Rostov Church Restoration

St. Leontius was ordained bishop of Rostov in the year 1051. He reposed in 1073, becoming Russia’s first bishop to be recognized as a saint and martyr.

By now you have heard about the Christian revival which is sweeping across Russia, with thousands of churches being restored and built on an unprecedented scale. One of these restorations is happening right here in Rostov, literally in our own backyard. This church is dedicated to Saint Leontius, bishop and martyr of Rostov.

We are currently living next door to this church. Most days the workers arrive around 8 a.m. and work until 6 or 7 p.m. We watch with fascination as they climb up the scaffolding. An enormous crane lifts pallets of bricks and mortar up to the top, where the workers skillfully turn them into a work of art.

The Church of St. Leontius a hundred years ago, prior to vandalism by communists.

This whole process is totally fascinating to our little son, Kenneth. Whenever he hears the crane, which is usually during breakfast time, he wants out of his high chair. Once free, he quickly walks to the window and points to the church. He stands and watches until the crane leaves.

I must admit, he isn’t the only who stands or sits and watches the construction. The rest of our family is often mesmerized as well, as we watch the renewal of Orthodox Russia, happening one brick at a time. These workers appear fearless as they scurry up and down the scaffolding, building this masterpiece.

St. Leontius was originally from Constantinople. He moved to Slavic lands and joined the Monastery of the Kiev Caves. He was their first monk to become a bishop, and was appointed to serve in Rostov, where he successfully converted pagans to the Christian faith. He reposed in the year 1073, and was Russia’s first bishop to be recognized as a saint and martyr. His relics are at the Rostov Kremlin, inside the Dormition Cathedral.

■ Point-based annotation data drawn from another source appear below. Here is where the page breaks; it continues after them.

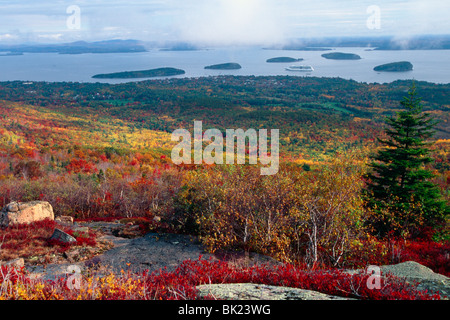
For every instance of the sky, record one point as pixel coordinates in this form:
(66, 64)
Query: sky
(221, 22)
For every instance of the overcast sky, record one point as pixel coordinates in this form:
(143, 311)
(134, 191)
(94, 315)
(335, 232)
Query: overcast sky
(217, 21)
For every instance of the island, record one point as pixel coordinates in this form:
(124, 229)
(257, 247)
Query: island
(283, 59)
(341, 56)
(159, 72)
(225, 66)
(400, 66)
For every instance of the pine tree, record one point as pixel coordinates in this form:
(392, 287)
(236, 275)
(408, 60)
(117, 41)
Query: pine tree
(403, 200)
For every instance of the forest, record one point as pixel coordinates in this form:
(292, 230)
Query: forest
(102, 151)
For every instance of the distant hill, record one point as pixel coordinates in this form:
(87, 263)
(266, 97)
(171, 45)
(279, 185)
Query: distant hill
(283, 59)
(341, 56)
(160, 72)
(225, 66)
(395, 67)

The church of St. Leontius in early 2017, in the initial stage of restoration

The church of St. Leontius was built in the 1790s, during the reign of Catherine the Great. It was badly damaged during the communist regime of the 20th century, but thankfully, it was not completely destroyed. Today, Russia is experiencing an unprecedented revival of Christian faith, and the church of St. Leontius is being restored to its former glory.

When we first arrived here in Rostov, this church was covered in snow.  We could see the basic outline of the Church, and the scaffolding. Once the snow started to melt, the beauty of this Church began to appear.  Warmer temperatures brought the workers to continue the transformation. Broken bricks were chiseled off, and new scaffolding was built even higher.

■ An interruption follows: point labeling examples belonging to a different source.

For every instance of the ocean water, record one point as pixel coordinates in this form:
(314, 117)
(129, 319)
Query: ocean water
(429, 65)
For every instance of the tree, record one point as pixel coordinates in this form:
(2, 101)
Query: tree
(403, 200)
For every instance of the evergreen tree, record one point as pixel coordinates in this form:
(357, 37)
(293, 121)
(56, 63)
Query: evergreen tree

A lot of progress has been made in restoring this historic church. Please pray they will be able to complete its restoration.

A lot of restoration work has already been done on the sides of the church, and they are now working on restoring the middle dome. There are about six weeks of warm weather left here in Rostov this year, when work on this church can still be done. In order to finish the middle dome, about $16,000 still needs to be raised.

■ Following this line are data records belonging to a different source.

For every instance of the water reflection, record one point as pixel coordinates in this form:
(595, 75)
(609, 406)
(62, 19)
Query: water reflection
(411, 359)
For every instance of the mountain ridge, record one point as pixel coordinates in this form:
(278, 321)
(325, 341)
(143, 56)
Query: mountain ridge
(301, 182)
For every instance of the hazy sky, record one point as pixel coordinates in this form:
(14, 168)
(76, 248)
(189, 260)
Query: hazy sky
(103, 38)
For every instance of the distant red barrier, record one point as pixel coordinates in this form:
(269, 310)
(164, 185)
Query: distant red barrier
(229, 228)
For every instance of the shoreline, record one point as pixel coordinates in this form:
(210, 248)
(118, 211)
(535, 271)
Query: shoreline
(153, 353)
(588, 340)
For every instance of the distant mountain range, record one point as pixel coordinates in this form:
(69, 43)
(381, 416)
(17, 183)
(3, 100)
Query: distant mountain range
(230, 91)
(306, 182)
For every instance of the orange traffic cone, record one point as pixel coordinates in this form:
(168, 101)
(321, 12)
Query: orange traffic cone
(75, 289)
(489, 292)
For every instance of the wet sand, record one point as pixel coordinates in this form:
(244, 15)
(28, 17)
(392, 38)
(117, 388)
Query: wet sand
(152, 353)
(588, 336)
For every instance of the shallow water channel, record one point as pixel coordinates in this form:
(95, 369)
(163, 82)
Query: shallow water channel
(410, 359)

If you would like to help complete the restoration of this church in Rostov, please make a donation on the Russian Harvest website,  and contact us to let us know you want the funds to be used for the church of St. Leontius.

This is a chance to contribute to the renewal of Orthodox Christian worship in Russia, helping with the restoration of a historic Orthodox church. How often does an opportunity like this become available? Please pray for the success of this project. Lord-willing, we hope this church will soon be fully restored, full of worshipers offering up praises to God.


One thought on “Rostov Church Restoration

  1. Hi! Your original post on the reasons you moved to Russia could have been written by us! We are a new Orthodox family of 11 living in Washington State. We are very interested in hearing more about Rostov, about living in Russia and about your moving experience with such a large family. It seems overwhelming to even consider such a move. Please pray for us as we discern Gods Will in our lives. Thank You!